Finalement, alors que les fiers héros étaient en pleine sieste, l'endurance légendaire des nains eut raison de la porte de chaîne, qui était passée de l'état solide à celui de copeaux.
« Enfin Bronk, tu aurais pu nous appeler plus tôt ! Au vue de l'état de la porte, voilà une heure que nous aurions pu rentrer ! Et nous nous étions là, à batifoler sur les pelouses ! Intervint Irena.
- C't-à-dire que j'apprécie beaucoup ma hache, répondit Bronk, gêné. Son aérodynamisme et son tranchant me donne envie de l'utiliser. Sa lame est en mithril des montagnes du..
- Nous te remercions chaleureusement pour ton œuvre, coupa Irena. Très bien, entrons. »

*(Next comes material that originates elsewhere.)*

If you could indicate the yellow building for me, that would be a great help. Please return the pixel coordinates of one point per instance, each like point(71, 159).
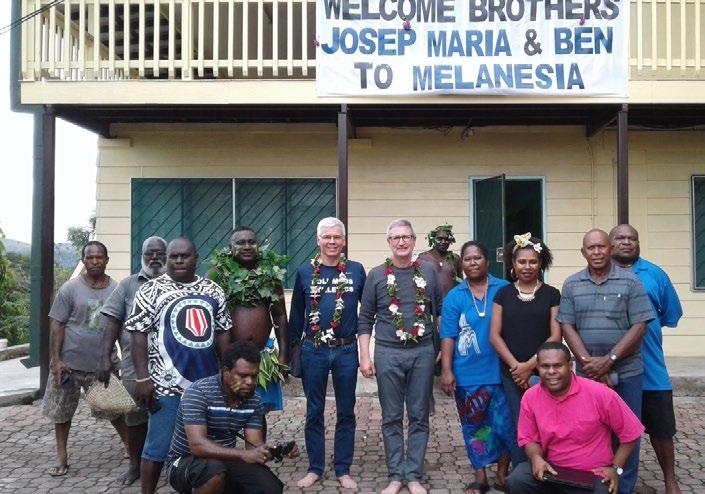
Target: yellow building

La fraicheur contrasta instantanément avec le soleil de l'extérieur. De la poussière en suspension flottait dans les raies de lumières que laissaient passer les rideaux fermés. Les visiteurs impromptus déboulèrent dans un vaste hall. Plusieurs portes donnaient sur des salles adjacentes, tandis qu'un double escalier, encadrant un foyer de cheminée éteint depuis longtemps, montait dans les étages. Des draps recouvraient les meubles. Les regards sévères des portraits familiaux ne se génèrent pas pour juger les arrivants.

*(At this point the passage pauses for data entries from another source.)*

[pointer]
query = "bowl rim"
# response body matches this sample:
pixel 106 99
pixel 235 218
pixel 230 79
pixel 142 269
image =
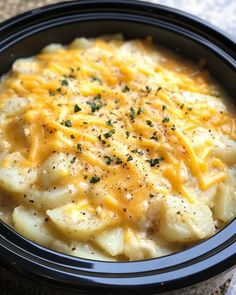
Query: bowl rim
pixel 15 248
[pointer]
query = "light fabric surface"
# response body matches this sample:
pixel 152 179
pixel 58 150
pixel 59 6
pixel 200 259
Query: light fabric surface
pixel 221 13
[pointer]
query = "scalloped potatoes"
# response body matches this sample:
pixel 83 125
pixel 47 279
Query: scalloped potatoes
pixel 114 150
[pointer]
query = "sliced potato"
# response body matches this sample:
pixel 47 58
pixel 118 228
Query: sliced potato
pixel 31 225
pixel 80 221
pixel 53 198
pixel 226 154
pixel 138 248
pixel 181 221
pixel 81 43
pixel 16 180
pixel 225 203
pixel 111 241
pixel 25 66
pixel 14 106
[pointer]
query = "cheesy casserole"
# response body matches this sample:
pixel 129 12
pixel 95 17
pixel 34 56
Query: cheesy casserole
pixel 115 150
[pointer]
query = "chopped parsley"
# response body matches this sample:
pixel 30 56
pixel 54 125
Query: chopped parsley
pixel 100 139
pixel 109 160
pixel 126 89
pixel 129 158
pixel 136 151
pixel 94 106
pixel 154 162
pixel 132 113
pixel 96 78
pixel 127 134
pixel 73 160
pixel 64 82
pixel 68 123
pixel 94 179
pixel 109 133
pixel 166 120
pixel 149 123
pixel 79 147
pixel 140 111
pixel 109 123
pixel 154 136
pixel 119 161
pixel 148 89
pixel 77 108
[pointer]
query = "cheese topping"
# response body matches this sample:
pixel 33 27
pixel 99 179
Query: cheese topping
pixel 114 143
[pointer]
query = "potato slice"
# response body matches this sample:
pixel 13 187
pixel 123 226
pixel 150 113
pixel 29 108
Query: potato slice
pixel 30 224
pixel 53 198
pixel 137 247
pixel 54 169
pixel 181 221
pixel 226 154
pixel 225 203
pixel 111 241
pixel 80 221
pixel 16 180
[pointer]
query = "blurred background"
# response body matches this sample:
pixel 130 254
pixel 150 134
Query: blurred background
pixel 221 13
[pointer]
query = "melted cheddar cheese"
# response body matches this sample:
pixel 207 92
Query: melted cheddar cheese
pixel 116 148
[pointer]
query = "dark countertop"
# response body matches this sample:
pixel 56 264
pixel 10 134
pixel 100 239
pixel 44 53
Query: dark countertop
pixel 221 13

"Bon, nous voilà dans l'antre du monstre, tout le monde est prêt ? demanda Irena.
- Quelqu'un devrait rester ici pour surveiller, clama Gentié, l'air de rien.
- Surveiller quoi ?
- Surveiller en général, veiller à ce que les issues restent libres, que personne n'entre et nous mette des bâtons dans les roues, de ce genre là. Ouvrir l'œil quoi, répondit le prêtre avec applomb.
- Bonne idée, ça fera une part de butin plus grosse pour les autres.
- Plaît-il ?
- Enfin tu n'es pas sans savoir que les cavernes de monstre renferment toujours un trésor. Sans quoi, aucun aventurier ne se pointerait et ils devraient aller les chasser eux-mêmes. Vois ça comme un repas livré à domicile pour eux.

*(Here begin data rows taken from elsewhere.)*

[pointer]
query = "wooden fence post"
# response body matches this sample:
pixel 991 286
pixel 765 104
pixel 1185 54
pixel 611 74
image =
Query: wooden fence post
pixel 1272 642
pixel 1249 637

- Cela veut dire que la personne qui fera le sacrifice courageux et nécessaire de rester ici pour le bien commun aura malgré tous ses efforts une part en moins ? résuma Gentié l'air bougond.
- Tout à fait.
- Ceci dit...Il serait étrange que le danger vienne de l'extérieur. Je veux dire, le spectre est plutôt à l'intérieur.
- Et du coup ?
- Peut-être n'est ce pas tant utile de surveiller le hall et le jardin.
- Comme tu le souhaite", conclut Irena avec un sourire narquois.
Au terme de cet échange de la plus haute importance, un cri strident résonna dans toute la maison. Le son se répercuta sur les murs, et les aventuriers durent se boucher les oreilles du mieux qu'ils le purent pour y résister.